I have always been passionate about protecting the countryside and rural communities.  Planning issues are of huge concern locally, as we have seen from packed public meetings in Angmering, Storrington, the five villages and Henfield.

I recognise that more affordable housing is needed for young people, but I also feel strongly that this must be provided sustainably, protecting the rural character of our villages, with regard to available infrastructure, and minimising damage to the countryside.

That is why I was very pleased this week to sign up to the Campaign to Protect Rural England's ‘Save our Countryside Charter'.  This says that brownfield sites should be developed before open countryside, local people should have the final say over housing, and new housing should be well-designed and affordable.

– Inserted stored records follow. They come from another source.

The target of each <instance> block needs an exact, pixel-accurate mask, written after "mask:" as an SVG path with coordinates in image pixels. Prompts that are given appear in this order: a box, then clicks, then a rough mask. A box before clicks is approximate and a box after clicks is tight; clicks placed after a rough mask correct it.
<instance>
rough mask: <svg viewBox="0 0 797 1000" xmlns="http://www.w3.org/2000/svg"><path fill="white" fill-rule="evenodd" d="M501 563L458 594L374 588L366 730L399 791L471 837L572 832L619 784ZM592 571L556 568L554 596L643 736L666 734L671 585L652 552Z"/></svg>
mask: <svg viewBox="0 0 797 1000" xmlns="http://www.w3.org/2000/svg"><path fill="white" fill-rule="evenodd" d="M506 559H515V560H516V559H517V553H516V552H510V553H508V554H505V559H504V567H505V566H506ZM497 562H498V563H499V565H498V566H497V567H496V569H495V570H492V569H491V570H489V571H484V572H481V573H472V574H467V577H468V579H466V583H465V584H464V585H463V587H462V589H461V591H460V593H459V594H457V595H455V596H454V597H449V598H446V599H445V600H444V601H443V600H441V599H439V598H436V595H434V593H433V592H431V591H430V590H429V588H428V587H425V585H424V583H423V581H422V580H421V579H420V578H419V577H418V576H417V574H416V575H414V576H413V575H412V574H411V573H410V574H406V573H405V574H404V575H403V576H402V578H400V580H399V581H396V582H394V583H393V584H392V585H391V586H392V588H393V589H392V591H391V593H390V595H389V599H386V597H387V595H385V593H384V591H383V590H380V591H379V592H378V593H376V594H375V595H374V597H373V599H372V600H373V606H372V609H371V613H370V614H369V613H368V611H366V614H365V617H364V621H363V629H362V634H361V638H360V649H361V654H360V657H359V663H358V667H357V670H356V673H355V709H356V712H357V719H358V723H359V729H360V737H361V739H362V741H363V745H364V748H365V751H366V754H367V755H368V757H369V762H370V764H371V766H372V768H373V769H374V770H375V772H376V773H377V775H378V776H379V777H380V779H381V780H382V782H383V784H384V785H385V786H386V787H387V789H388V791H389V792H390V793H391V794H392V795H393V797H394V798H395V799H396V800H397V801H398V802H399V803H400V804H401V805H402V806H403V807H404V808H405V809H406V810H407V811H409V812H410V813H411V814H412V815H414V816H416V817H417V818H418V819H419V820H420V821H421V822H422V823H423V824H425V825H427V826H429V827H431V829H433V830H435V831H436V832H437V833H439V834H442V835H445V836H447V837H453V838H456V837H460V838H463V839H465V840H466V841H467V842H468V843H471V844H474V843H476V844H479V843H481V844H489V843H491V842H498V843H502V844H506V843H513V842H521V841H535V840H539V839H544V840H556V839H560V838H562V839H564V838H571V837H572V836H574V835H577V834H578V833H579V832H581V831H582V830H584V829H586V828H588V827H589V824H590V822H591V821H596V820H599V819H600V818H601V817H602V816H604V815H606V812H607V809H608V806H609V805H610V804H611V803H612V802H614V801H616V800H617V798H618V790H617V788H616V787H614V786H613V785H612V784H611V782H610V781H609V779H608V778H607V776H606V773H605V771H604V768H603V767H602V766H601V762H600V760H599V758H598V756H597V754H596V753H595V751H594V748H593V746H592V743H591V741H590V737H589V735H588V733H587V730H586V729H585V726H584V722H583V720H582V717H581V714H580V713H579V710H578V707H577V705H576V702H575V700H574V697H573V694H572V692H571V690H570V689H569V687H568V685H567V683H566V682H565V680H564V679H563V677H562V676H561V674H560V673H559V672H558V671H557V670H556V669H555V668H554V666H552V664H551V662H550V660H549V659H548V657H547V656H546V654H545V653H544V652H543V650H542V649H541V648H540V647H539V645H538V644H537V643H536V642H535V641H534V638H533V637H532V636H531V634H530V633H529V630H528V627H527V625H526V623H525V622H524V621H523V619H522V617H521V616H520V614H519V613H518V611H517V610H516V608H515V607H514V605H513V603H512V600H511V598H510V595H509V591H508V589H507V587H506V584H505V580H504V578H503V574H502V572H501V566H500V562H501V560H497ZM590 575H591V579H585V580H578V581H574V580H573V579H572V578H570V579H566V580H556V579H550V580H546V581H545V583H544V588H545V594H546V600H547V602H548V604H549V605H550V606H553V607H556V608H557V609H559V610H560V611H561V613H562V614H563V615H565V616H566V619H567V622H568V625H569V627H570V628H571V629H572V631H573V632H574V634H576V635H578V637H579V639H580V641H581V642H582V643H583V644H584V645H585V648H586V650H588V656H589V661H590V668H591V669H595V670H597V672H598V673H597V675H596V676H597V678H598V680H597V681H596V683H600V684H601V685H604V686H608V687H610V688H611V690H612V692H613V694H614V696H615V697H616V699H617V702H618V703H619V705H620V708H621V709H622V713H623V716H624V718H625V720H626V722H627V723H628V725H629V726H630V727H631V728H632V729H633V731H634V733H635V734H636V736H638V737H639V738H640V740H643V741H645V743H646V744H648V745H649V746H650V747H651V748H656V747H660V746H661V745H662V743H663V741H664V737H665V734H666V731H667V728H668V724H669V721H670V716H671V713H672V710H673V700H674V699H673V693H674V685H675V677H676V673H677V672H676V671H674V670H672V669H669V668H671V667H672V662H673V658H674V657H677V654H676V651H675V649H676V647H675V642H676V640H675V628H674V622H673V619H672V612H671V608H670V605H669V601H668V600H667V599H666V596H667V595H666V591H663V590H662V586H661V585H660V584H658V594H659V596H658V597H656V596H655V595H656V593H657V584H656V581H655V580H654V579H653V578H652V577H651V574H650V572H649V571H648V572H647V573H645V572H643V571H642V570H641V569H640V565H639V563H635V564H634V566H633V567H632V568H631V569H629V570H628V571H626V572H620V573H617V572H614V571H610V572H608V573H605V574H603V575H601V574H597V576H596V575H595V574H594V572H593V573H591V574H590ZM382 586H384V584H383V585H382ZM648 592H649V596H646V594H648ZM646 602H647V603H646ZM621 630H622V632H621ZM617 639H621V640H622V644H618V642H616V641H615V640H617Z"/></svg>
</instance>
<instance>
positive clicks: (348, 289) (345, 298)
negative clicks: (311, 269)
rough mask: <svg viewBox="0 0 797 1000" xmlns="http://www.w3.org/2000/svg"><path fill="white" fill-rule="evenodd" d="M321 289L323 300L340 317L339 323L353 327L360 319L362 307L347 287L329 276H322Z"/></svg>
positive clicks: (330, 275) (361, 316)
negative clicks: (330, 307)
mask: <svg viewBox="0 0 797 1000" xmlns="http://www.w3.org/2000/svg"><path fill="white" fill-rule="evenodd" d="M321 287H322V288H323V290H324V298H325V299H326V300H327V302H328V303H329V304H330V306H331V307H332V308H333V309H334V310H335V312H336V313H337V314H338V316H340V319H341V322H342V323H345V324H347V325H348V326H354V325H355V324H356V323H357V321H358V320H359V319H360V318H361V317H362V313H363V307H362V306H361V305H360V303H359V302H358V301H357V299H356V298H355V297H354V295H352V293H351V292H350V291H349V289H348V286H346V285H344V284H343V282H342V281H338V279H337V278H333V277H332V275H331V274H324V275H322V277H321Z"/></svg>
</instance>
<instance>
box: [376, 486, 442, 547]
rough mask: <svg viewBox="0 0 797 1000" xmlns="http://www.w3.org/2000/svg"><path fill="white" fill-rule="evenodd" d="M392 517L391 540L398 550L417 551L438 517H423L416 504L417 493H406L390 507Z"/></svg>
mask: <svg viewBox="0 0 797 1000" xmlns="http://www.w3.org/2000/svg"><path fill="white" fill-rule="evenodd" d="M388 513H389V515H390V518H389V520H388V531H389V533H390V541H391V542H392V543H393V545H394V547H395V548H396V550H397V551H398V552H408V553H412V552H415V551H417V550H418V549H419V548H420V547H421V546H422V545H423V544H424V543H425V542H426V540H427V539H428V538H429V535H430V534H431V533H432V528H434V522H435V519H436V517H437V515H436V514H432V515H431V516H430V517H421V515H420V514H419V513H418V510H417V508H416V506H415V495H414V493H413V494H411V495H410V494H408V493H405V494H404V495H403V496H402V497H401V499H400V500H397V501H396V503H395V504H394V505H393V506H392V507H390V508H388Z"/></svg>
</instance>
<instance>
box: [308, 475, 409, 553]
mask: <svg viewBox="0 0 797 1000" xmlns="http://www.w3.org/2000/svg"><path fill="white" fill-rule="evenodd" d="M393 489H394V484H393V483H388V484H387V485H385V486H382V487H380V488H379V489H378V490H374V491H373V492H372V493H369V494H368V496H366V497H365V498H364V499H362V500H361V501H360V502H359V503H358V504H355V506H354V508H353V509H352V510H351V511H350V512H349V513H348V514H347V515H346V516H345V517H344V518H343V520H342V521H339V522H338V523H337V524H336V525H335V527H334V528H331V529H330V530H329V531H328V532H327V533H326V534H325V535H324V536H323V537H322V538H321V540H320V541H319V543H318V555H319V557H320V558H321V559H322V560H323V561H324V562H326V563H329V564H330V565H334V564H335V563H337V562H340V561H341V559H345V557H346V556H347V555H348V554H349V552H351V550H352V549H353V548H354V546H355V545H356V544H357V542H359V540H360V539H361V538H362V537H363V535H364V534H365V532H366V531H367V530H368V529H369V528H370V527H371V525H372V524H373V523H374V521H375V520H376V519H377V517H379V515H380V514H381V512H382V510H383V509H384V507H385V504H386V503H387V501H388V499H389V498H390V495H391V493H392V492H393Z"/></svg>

The Government pledged local decision-making in planning.  The Localism Act 2011 scrapped the South East regional plan, giving each district council the power to create a local plan and each village a neighbourhood plan, so that housing locations are decided by communities and not from on high.

In an article in the Guardian on Monday, I said that the new system could work.  Communities have started to focus on what their villages and towns need, rather than on what they don't want.  The earliest plans, such as Kirdford's, have envisioned more affordable housing, not less.

My concern is that, when parish councils are investing a lot of time and effort in preparing their neighbourhood plans, and responsibly providing for a reasonable level of new housing, they are being undermined by speculative planning applications from developers which are then upheld by the Inspectorate.

I want to ensure that proper weight is given to plans that are in preparation, and our district councils are truly permitted to set sustainable housing numbers.

On Tuesday, I attended the CPRE's launch event in Westminster and discussed these issues with delegates from Henfield, Pulborough and other parts of West Sussex.

And on Wednesday I secured a debate in Westminster Hall where I was able to put these points to the Minister, Nick Boles.

I was strongly supported by Mid Sussex MP Nicholas Soames and by many MPs from all over the country, showing a growing concern about these issues.

I strongly believe in localism.  In West Sussex we simply want the say over planning we were promised, so that we can provide affordable housing while protecting our villages and green spaces.